Prostanoids: early mediators in the secondary injury that develops after unilateral pulmonary contusion

Abstract

Background: We have previously shown a sequence of events after unilateral pulmonary contusion that suggests the release of blood-borne prostanoid mediators and that culminates in refractory bilateral pulmonary failure.

Purpose: To determine the role of platelet-derived thromboxane and endothelial-derived prostacyclin in the primary and secondary injury after unilateral blunt chest trauma, and to determine whether pretreatment with the cyclooxygenase inhibitor indomethacin alters the progression of secondary injury.

Methods: Anesthetized, ventilated (FIO2 = 0.50) pigs received a unilateral, blunt injury to the right thorax (n = 20) or sham injury (n = 5) and were monitored for 24 hours. Either indomethacin (5 mg/kg i.v.; n = 10) or its saline vehicle (n = 10) were administered 15 minutes before injury. Serial bronchoalveolar lavages of each lung were analyzed for protein and neutrophil (polymorphonuclear neutrophil (PMN)) content.

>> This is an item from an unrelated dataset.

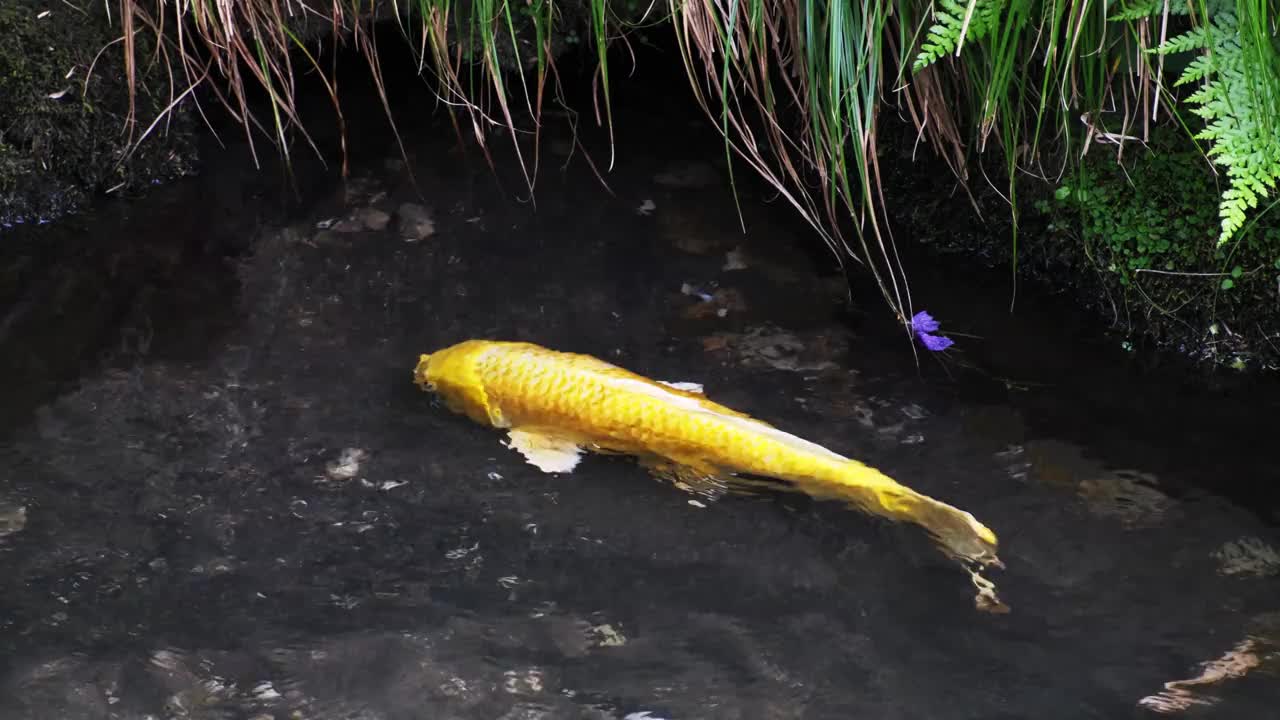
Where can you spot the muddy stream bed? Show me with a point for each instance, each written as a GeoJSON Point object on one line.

Results: Contusion caused profound hypoxemia; PaO2 partially recovered within 1 hour of injury to 50% of baseline. Thereafter, worsening hypoxemia required positive end-expiratory pressure. With indomethacin compared with vehicle, PaO2 was higher at any given level of positive end-expiratory pressure (p < 0.05). There was an early increase in serial bronchoalveolar lavage protein on the injured side (peak at 2 hours), with a delayed pulmonary capillary leak on the contralateral side (peak at 6 hours), which correlated with increasing PMN infiltration; this was reduced by 40 to 60% with indomethacin (p < 0.05). Thromboxane peaked within 1 hour after contusion at 800% baseline, then fell off rapidly. This peak preceded the maximal increase in permeability and was completely blocked by indomethacin. Prostacyclin slowly rose to 300% baseline by 3 hours and remained elevated; this change was blocked by indomethacin for 18 hours.

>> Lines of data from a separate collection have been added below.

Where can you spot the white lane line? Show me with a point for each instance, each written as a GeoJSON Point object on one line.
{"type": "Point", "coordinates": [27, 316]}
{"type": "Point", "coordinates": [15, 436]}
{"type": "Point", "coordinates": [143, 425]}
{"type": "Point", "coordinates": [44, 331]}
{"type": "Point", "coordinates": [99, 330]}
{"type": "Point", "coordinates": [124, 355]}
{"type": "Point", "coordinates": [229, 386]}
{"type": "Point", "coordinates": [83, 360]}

Conclusions: Contusion of the right thorax induced a delayed pulmonary capillary leak in the left lung, which reflects a progressive secondary inflammatory response. Elevations in thromboxane and prostacyclin preceded progressive bilateral PMN infiltration. Indomethacin blocked thromboxane and prostacyclin and attenuated, but did not prevent, the progression to pulmonary failure. Overall, these data suggest that prostanoids are released soon after unilateral contusion and initiate an inflammatory response in both lungs that is sustained by PMN infiltration.